Dienstag, 25. September 2018

Schmerz. Verlust. Enttäuschung.


"Normalerweise haben wir das Gefühl, dass unser Leben glattgehen soll, und wenn wir beginnen, uns deprimiert, einsam oder unzulänglich zu fühlen, glauben wir, einen Fehler gemacht oder das gute Gefühl verloren zu haben. Aber wenn wir unerwünschten Gefühlen begegnen, ist das ein wichtiger Moment auf dem spirituellen Weg. Genau dann kann Transformation stattfinden.
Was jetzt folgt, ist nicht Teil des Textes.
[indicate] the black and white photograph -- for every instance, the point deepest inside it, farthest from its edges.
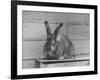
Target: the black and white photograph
(53, 39)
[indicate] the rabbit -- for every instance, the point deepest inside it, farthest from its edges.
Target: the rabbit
(57, 46)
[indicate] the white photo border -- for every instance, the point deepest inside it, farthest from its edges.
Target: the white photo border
(52, 70)
(16, 39)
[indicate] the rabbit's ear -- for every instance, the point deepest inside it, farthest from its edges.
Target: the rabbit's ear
(56, 32)
(47, 28)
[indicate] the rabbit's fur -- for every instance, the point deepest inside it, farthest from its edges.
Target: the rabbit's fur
(57, 46)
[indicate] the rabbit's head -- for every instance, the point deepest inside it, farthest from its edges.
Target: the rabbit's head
(51, 44)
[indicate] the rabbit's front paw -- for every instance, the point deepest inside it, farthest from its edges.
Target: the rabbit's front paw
(61, 57)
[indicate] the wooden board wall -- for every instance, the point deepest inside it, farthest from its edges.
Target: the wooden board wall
(34, 33)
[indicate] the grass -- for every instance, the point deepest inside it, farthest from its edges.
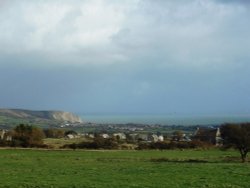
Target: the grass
(94, 169)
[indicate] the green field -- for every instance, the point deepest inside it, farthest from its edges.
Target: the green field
(190, 168)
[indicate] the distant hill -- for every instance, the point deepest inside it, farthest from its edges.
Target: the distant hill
(40, 116)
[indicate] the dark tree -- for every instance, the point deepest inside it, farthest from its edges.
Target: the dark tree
(237, 136)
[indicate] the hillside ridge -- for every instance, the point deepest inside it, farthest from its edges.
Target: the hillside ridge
(44, 114)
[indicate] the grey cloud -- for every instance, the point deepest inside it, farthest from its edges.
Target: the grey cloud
(158, 57)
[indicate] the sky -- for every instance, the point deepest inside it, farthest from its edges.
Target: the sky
(126, 57)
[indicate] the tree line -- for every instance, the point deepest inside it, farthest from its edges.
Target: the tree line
(233, 135)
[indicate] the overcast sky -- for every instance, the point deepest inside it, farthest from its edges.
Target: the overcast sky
(126, 57)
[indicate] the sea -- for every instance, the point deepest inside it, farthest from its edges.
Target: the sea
(166, 119)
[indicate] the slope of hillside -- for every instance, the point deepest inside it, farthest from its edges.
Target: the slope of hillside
(40, 115)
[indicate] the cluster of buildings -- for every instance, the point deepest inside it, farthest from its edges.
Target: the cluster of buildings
(204, 134)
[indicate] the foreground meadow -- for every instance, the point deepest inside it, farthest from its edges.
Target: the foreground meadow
(94, 169)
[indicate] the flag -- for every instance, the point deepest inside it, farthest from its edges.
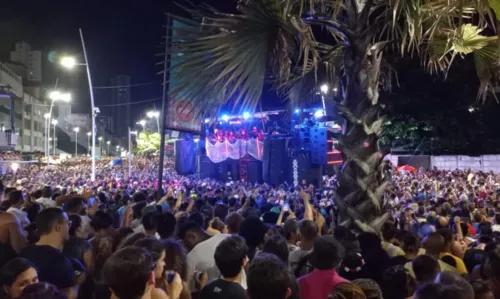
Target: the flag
(182, 114)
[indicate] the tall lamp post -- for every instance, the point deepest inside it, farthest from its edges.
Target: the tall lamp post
(54, 96)
(70, 62)
(100, 144)
(324, 90)
(77, 129)
(54, 122)
(155, 114)
(142, 122)
(130, 133)
(47, 137)
(88, 142)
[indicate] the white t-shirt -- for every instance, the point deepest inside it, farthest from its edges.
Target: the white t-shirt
(46, 202)
(20, 215)
(201, 259)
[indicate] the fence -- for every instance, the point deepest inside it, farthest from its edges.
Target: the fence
(484, 163)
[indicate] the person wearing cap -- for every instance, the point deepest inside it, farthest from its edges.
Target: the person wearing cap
(291, 228)
(53, 267)
(323, 258)
(46, 200)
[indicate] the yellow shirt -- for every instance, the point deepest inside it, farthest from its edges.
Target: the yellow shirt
(461, 269)
(444, 268)
(392, 250)
(212, 231)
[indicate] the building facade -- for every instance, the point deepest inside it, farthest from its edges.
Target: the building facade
(31, 59)
(120, 96)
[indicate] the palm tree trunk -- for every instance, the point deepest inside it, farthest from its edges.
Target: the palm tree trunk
(360, 190)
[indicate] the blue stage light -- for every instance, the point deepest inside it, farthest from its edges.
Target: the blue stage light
(319, 114)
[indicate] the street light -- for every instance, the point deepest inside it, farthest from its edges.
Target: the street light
(88, 142)
(130, 133)
(108, 143)
(54, 122)
(54, 96)
(324, 90)
(77, 129)
(100, 145)
(142, 122)
(155, 114)
(69, 63)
Solange wir darin gefangen sind, ständig Sicherheit und Glück zu suchen, anstatt den Geschmack, den Geruch und die Qualität genau dessen, was gerade geschieht, zu ehren - solange wir ständig vor dem Unbehagen davonrennen, sind wir in einem Zyklus von Unglücklichsein und Enttäuschung gefangen und fühlen uns immer schwächer.

Es ist ermutigend zu sehen, dass innere Stärke uns in eben dem Moment zur Verfügung steht, in dem wir das Gefühl haben, am Boden zu liegen; dann, wenn die Umstände am schlimmsten sind. Anstatt uns zu fragen: "Wie kann ich Sicherheit und Glück finden?", könnten wir fragen: "Kann ich das Zentrum meines Schmerzes berühren? Kann ich sitzen mit dem Leiden, sowohl deinem wie auch meinem, ohne zu versuchen, es loszuwerden? Kann ich dem Schmerz des Verlusts oder der Schmach - Enttäuschung in jeder Form - wach und präsent begegnen und ihm erlauben, mich zu öffnen?" Das ist der Trick.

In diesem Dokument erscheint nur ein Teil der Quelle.